(Billet 613) – Une diplomatie au féminin

(Billet 613) – Une diplomatie au féminin

La diplomatie est un mot féminin certes mais c’est encore mieux quand elle fait intervenir des femmes. La diplomatie marocaine, longtemps masculine, atone et dépassée par celle de nos voisins, est aujourd’hui en ordre de marche, voire en ordre de bataille. Professionnelle, polyglotte, aguerrie, constamment en veille, la diplomatie marocaine est également de plus en plus féminine, assez pour le relever et, accessoirement, s'en féliciter.

Lorsque, voici près de deux ans, l’ancienne et aussi efficace que compétente directrice de la communication et de la diplomatie publique Chafika el Habti avait quitté son poste d’une manière plutôt inattendue, voire tendue, le ministre Nasser Bourita avait été attaqué sur ce qui serait une forme de misogynie masquée. Il n’en est rien, puisque la présence féminine est de plus en plus marquée au sein de ce département aussi stratégique que névralgique.

Et de fait, de plus en plus de noms féminins se dégagent et se distinguent, et pas uniquement en raison de leur genre. Les ambassades de Madrid et de Berlin sont ainsi tenues par des femmes, respectivement Karima Benyaich et Zohour Alaoui… toutes deux actuellement à Rabat, mais ceci est une autre histoire. La représentation diplomatique marocaine à Washington est dirigée par Lalla Joumana Alaoui qui, avant de s’envoler chez l’Oncle Sam, était en fonction auprès du gouvernement de sa Gracieuse Majesté à Londres. Et au Canada, Soraya el Othmani est en charge du réchauffement de nos relations avec ce pays du froid. Quant aux ambassadrices du Maroc chez les Scandinaves, ce sont presqu’exclusivement des dames, et on trouve également une femme (et quelle femme !) au secrétariat général du ministère des Affaires étrangères, en l’occurrence Mounia Boucetta.

Quant à celles qui doivent partir pour rejoindre leurs capitales, on retiendra les noms de Nabila Freidji en Norvège, qui vient de l’extérieur du ministère, et plus précisément du monde des affaires et de la CGEM, et aussi de Bouchra Boutchiche, actuellement directrice Amériques au ministère, et qui doit partir au Panama. Toutes deux auront une mission difficile, puisque la première doit convaincre les Vikings du bien-fondé de notre intégrité territoriale et que la seconde ira croiser le...

fer avec les ombrageux séparatistes qui sévissent dans la zone Amérique latine, y perdant pied mais s’y accrochant des mains et des pieds.

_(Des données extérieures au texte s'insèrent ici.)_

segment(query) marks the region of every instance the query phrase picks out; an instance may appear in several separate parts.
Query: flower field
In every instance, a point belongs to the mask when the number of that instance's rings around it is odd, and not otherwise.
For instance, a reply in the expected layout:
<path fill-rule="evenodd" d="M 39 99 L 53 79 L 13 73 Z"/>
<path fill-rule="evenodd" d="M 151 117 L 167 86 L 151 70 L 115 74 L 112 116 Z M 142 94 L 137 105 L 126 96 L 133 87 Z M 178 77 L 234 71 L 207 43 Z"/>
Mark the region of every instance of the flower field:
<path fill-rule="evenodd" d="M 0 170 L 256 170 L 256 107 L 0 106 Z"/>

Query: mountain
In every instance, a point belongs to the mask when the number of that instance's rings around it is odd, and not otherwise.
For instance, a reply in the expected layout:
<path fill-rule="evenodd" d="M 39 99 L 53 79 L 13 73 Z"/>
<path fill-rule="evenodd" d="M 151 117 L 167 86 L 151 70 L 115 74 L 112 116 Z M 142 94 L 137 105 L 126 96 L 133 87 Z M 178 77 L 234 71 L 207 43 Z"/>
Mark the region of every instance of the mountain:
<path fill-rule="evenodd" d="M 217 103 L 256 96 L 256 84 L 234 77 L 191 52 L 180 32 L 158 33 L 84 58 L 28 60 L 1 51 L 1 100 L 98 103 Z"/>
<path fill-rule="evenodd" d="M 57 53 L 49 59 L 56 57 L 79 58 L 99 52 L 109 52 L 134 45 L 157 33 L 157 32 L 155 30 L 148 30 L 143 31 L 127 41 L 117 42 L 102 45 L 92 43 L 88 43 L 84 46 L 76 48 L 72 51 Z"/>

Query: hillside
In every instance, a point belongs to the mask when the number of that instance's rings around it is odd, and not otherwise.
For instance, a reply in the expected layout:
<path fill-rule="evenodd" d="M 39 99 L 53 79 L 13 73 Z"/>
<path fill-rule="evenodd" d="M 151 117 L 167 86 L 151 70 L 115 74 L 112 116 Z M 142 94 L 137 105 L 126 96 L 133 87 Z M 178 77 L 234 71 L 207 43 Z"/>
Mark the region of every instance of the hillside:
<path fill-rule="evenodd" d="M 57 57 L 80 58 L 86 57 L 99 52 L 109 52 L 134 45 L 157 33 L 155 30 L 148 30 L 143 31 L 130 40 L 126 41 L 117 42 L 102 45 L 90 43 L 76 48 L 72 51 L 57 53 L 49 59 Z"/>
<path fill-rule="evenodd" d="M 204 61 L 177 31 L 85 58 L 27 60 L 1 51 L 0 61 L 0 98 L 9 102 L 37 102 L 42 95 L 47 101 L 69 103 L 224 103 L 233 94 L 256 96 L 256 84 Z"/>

Aujourd’hui, c’est la diplomatie parallèle qui se féminise aussi. Ainsi, depuis la lointaine fonction de Mbarka Bouaida à la tête de la commission des Affaires étrangères, de la Défense nationale, des Affaires islamiques et des MRE, voilà que les deux Chambres du parlement portent chacune une femme à la tête de cette commission.

Si Nadia Bouaida, nièce de sa tante, est plutôt jeune et inexpérimentée, elle affiche une tête bien faite. Polyglotte, diplômée de commerce international à Londres et originaire des provinces du Sud, elle sera soutenue pour accomplir sa tâche dans les meilleures conditions à la Chambre des représentants. Concernant la nouvelle présidente de la commission des AE et de la Défense nationale à la Chambre des conseillers, Neila Tazi, elle arrive avec et après un parcours impressionnant. Américaine de naissance, elle dispose d’un carnet d’adresses long comme les griefs algériens à notre égard, ce qui n’est pas peu dire… Fondatrice et directrice du Festival Gnaoua, Musiques du monde, elle est habitée par la culture, dont elle a été élue à la Fédération au sein de la CGEM, et elle est aussi  présidente du Chapitre marocain du Réseau des parlementaires sur la Banque mondiale et le Fonds monétaire international.

Les deux femmes, il faut le souligner, auront également en charge les aspects législatifs concernant l’armée, cette Grande Muette qui devra bien leur parler, avec ses généraux visibles et ses héros plus discrets… En outre, avec elles, l’une au bord du Potomac et l’autre sur les rives de la Tamise, notre cause nationale serait plus visible et sûrement plus offensive auprès de nombreux parlementaires anglosaxons souvent irascibles et toujours mal informés.

Avec une telle armée d’Amazones au service de la diplomatie, le ministre Nasser Bourita est bien… armé, pour affronter les (de plus en plus) nombreux adversaires du royaume. Une diplomatie parallèle, féminine, engagée et engageante, aux côtés des équipes professionnelles, est certainement la meilleure des choses qui pourrait arriver au Maroc pour mieux asseoir son image à l’international.